But, being of a creative nature; a method actor, writer, filmmaker, and lyricist… I create any way my mind will allow me. Where was I? Oh, right… but being of a creative nature, I told myself I WOULD NOT take medications and mess with my brain. I refused to jack with my creativity as I like to refer to it. But to pull this off, it meant I couldn’t tell anyone. So I didn’t tell my wife or any of my friends or family what I was struggling with. I just told myself, “You are now aware of the challenge, so BEAT IT.” Which worked for a few years, in some ways, but reality eventually sank in as my condition worsened and I realized you cannot defeat the brain with the brain.
If your brain is the problem, your brain ain’t gonna fix it.
So, that was a good first step. Recognizing that I was no longer winning the battle with my brain. So, I told my wife that I might have ADD or ADHD, and she said, “No, ya think?!” And I told a close friend, and she said, “No, ya think?!” Apparently, I hadn’t been fooling everyone. (by the way, it’s ridiculous to think you can hide behavior, because by the time you notice your own behavior someone else has been putting up with it for years).

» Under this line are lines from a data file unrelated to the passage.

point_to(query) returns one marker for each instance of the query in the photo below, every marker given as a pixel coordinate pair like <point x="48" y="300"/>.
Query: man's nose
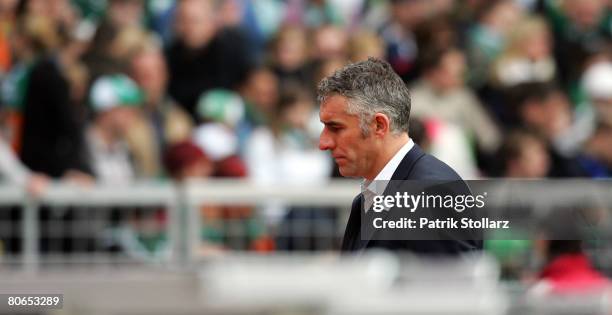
<point x="325" y="142"/>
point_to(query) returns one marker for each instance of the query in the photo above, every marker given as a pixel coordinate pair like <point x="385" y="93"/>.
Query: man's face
<point x="195" y="22"/>
<point x="353" y="152"/>
<point x="149" y="71"/>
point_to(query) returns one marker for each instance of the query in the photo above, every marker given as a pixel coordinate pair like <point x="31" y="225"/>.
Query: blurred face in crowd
<point x="296" y="115"/>
<point x="291" y="48"/>
<point x="124" y="13"/>
<point x="262" y="89"/>
<point x="448" y="75"/>
<point x="551" y="117"/>
<point x="600" y="144"/>
<point x="330" y="42"/>
<point x="202" y="168"/>
<point x="409" y="13"/>
<point x="532" y="162"/>
<point x="364" y="45"/>
<point x="503" y="16"/>
<point x="354" y="152"/>
<point x="584" y="13"/>
<point x="150" y="73"/>
<point x="230" y="13"/>
<point x="604" y="110"/>
<point x="195" y="22"/>
<point x="117" y="121"/>
<point x="7" y="6"/>
<point x="531" y="39"/>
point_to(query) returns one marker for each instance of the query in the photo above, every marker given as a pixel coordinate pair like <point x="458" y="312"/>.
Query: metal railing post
<point x="31" y="233"/>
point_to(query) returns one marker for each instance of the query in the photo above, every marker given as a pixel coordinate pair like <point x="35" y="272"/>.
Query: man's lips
<point x="339" y="158"/>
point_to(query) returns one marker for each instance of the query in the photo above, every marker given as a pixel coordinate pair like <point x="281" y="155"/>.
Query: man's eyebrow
<point x="331" y="123"/>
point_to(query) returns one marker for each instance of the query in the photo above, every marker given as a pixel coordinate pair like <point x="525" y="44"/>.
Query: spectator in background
<point x="260" y="93"/>
<point x="115" y="100"/>
<point x="544" y="109"/>
<point x="223" y="227"/>
<point x="398" y="34"/>
<point x="442" y="94"/>
<point x="285" y="152"/>
<point x="364" y="44"/>
<point x="313" y="13"/>
<point x="185" y="160"/>
<point x="524" y="155"/>
<point x="580" y="28"/>
<point x="111" y="48"/>
<point x="487" y="39"/>
<point x="568" y="270"/>
<point x="220" y="112"/>
<point x="14" y="172"/>
<point x="7" y="16"/>
<point x="596" y="157"/>
<point x="597" y="85"/>
<point x="436" y="32"/>
<point x="527" y="56"/>
<point x="289" y="56"/>
<point x="203" y="55"/>
<point x="125" y="13"/>
<point x="164" y="121"/>
<point x="51" y="125"/>
<point x="329" y="42"/>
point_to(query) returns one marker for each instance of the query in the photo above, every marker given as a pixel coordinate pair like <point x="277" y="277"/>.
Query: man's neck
<point x="390" y="148"/>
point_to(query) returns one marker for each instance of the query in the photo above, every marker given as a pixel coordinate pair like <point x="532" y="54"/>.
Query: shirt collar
<point x="379" y="184"/>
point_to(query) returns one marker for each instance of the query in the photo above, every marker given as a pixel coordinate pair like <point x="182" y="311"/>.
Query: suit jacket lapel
<point x="401" y="173"/>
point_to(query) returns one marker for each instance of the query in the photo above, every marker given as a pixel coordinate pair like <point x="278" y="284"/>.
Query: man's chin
<point x="345" y="172"/>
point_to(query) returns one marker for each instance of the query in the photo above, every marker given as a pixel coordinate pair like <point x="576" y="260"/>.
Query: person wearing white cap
<point x="597" y="83"/>
<point x="114" y="100"/>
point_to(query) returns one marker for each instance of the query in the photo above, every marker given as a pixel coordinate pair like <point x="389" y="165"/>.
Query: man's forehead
<point x="333" y="107"/>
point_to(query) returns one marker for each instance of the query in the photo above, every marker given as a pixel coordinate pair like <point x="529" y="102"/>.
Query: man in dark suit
<point x="365" y="108"/>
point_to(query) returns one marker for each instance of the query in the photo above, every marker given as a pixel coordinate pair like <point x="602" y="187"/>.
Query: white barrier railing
<point x="181" y="201"/>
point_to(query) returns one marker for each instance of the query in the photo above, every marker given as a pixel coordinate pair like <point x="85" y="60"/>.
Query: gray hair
<point x="370" y="87"/>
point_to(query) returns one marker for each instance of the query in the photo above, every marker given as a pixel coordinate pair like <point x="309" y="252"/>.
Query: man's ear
<point x="382" y="124"/>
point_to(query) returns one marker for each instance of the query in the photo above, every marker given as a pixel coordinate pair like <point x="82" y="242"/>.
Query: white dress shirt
<point x="379" y="184"/>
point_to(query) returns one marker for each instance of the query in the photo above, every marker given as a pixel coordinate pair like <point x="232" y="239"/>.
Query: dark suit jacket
<point x="416" y="165"/>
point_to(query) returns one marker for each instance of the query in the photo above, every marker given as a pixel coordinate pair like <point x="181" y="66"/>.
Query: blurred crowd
<point x="119" y="90"/>
<point x="115" y="91"/>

BUT, to my credit, I didn’t really lose the battle with my brain in those years. I still accomplished a great many things; got a promotion at my job, made several films and videos, published books and many other accomplishments I could rant on and on about. The point is, though, that a brain disease isn’t one you beat. It’s not one you cure and it goes away and it never comes back. It’s there. Always present, sometimes dormant mind you, but it’s there. It becomes a part of who you are, whether you like it or not, and you just have to find a way to live with it and manage it in such a way that you aren’t doing crazy stuff.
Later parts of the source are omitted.